Terjemahan ayat itu, “Dan barangsiapa menentang Rasul (Muhammad) setelah jelas kebenaran baginya, dan mengikuti jalan yang bukan jalan orang-orang Mukmin, Kami biarkan dia dalam kesesatan yang telah dilakukannya itu, dan akan Kami masukkan dia ke dalam neraka Jahanam, dan itulah seburuk-buruk tempat kembali.”
“Jawabanmu tepat,” timpal kakek tersebut sembari tersenyum kepada Imam Syafii.
Sejurus kemudian, pria tua misterius itu pun pergi. Menurut riwayat dari Tajuddin as-Subki, kakek ini adalah Nabi Khidir.
Kisah tersebut memuat pesan moral tentang keteladanan yang ditunjukkan Imam Syafii. Tidak perlu diragukan lagi, sang imam memiliki taraf keilmuan yang tinggi. Pengetahuannya akan syariat pun luas, di atas rata-rata Muslimin. Tentangnya, Imam Hambali pernah berkata, “Imam Syafii laksana matahari bagi dunia dan kesembuhan bagi tubuh. Setelahnya, tidak ada orang yang menandingi kebesarannya.”
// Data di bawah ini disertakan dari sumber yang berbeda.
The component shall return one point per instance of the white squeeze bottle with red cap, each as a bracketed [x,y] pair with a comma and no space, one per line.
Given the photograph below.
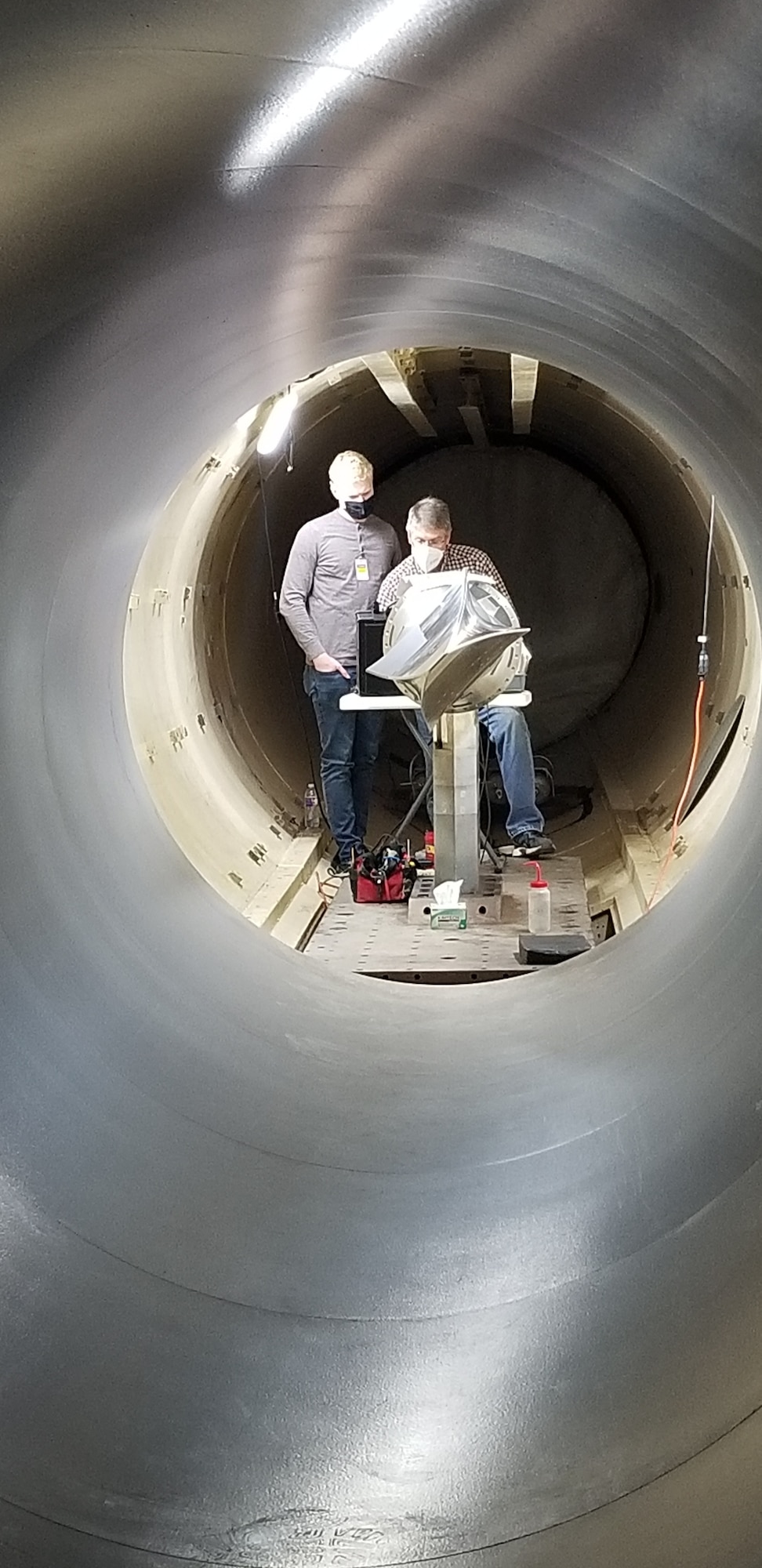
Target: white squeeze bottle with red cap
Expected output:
[539,902]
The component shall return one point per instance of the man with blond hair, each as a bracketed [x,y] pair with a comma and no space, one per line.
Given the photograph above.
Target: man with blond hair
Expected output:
[432,551]
[335,572]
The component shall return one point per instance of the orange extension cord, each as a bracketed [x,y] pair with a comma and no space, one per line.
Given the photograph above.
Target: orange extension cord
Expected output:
[681,804]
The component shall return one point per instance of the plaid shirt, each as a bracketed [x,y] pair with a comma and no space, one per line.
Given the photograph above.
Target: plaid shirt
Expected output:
[457,559]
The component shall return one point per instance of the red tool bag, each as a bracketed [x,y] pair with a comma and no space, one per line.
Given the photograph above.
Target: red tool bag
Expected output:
[383,879]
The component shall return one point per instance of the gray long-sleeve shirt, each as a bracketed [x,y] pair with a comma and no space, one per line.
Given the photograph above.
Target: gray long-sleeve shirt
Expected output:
[321,593]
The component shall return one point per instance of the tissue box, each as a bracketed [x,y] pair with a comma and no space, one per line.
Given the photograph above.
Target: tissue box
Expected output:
[454,916]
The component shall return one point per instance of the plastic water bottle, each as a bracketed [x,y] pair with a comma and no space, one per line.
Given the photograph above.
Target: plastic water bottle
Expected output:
[311,810]
[539,904]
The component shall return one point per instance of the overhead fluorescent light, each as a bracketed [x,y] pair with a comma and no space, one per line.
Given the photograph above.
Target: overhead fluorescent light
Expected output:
[277,423]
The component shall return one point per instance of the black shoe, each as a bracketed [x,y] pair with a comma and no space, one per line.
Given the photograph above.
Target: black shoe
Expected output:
[532,846]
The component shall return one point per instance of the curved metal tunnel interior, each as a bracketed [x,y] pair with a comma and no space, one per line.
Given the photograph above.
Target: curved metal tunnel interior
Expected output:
[592,524]
[296,1269]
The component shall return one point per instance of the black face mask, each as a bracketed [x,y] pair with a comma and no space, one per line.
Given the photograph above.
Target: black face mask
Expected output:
[358,510]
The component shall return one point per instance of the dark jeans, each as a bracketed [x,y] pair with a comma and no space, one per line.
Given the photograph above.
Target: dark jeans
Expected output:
[509,731]
[349,750]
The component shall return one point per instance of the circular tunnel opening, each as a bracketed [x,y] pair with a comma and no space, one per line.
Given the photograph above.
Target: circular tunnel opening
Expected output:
[600,531]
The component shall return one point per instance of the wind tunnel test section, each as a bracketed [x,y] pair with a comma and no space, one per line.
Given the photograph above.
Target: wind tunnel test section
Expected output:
[598,529]
[300,1266]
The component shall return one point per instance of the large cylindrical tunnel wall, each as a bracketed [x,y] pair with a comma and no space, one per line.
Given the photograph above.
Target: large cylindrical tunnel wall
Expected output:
[297,1269]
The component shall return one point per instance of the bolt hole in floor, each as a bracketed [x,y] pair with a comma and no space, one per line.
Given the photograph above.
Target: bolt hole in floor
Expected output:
[612,673]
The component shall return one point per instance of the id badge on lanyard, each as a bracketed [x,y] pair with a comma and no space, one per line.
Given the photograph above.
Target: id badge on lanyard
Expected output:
[361,567]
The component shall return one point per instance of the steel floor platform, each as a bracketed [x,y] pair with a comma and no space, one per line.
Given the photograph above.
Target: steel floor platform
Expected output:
[382,942]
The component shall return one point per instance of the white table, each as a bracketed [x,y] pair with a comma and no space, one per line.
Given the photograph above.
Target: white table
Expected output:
[455,780]
[355,703]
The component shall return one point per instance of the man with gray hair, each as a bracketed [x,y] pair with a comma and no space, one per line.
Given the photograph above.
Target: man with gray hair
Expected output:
[335,572]
[432,551]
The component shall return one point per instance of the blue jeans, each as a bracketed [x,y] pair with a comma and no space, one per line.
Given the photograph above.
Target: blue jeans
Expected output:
[349,750]
[510,736]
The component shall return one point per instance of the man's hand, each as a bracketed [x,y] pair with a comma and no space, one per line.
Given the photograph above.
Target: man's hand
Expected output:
[327,666]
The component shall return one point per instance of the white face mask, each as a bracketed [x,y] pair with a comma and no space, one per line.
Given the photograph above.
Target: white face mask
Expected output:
[427,557]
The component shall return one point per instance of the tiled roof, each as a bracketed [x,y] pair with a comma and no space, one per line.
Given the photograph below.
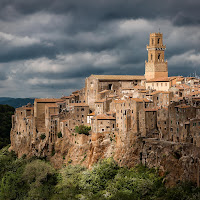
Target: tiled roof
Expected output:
[118,77]
[47,100]
[164,79]
[91,114]
[28,108]
[103,117]
[127,88]
[53,105]
[150,109]
[140,100]
[100,101]
[139,87]
[183,106]
[104,91]
[66,97]
[78,104]
[119,101]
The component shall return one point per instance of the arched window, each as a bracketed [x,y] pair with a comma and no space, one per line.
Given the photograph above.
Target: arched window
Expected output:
[159,56]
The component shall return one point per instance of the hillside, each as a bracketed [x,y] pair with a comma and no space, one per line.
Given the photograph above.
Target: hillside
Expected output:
[36,179]
[5,124]
[15,102]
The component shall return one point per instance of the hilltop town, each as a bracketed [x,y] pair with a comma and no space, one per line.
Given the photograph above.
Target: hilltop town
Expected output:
[153,119]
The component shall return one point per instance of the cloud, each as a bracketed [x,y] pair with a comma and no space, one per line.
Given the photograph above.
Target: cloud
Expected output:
[49,47]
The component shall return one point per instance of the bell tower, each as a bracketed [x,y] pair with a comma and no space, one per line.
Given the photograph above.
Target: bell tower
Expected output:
[156,66]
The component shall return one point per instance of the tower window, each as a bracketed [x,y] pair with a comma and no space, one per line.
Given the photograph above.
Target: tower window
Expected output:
[110,86]
[159,56]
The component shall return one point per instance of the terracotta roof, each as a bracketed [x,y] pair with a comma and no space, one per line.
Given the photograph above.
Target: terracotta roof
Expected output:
[183,106]
[28,108]
[118,77]
[103,117]
[119,101]
[164,79]
[47,100]
[54,115]
[100,101]
[143,91]
[150,109]
[111,96]
[139,87]
[140,100]
[91,114]
[127,88]
[110,112]
[66,97]
[159,92]
[53,105]
[78,104]
[75,92]
[104,91]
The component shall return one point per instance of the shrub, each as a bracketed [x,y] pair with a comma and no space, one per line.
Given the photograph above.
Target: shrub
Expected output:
[59,134]
[82,129]
[42,136]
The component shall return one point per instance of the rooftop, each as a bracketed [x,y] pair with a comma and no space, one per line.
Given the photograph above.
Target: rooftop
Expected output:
[118,77]
[103,117]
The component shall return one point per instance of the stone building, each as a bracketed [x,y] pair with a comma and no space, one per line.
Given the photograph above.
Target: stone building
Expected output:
[152,106]
[156,66]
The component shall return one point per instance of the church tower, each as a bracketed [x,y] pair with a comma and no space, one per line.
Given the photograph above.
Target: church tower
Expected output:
[156,66]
Namun, keluasan ilmu tidak menjadikannya sombong. Sikap rendah hatilah yang membuatnya tidak gengsi untuk tidak menjawab seketika pertanyaan dari sang kakek. Ketika “diberi” waktu tiga hari untuk menemukan jawaban, masa itu dimanfaatkannya dengan sungguh-sungguh. Sampai-sampai, kaki dan tangannya bengkak karena kerja keras mencari dalil yang tepat.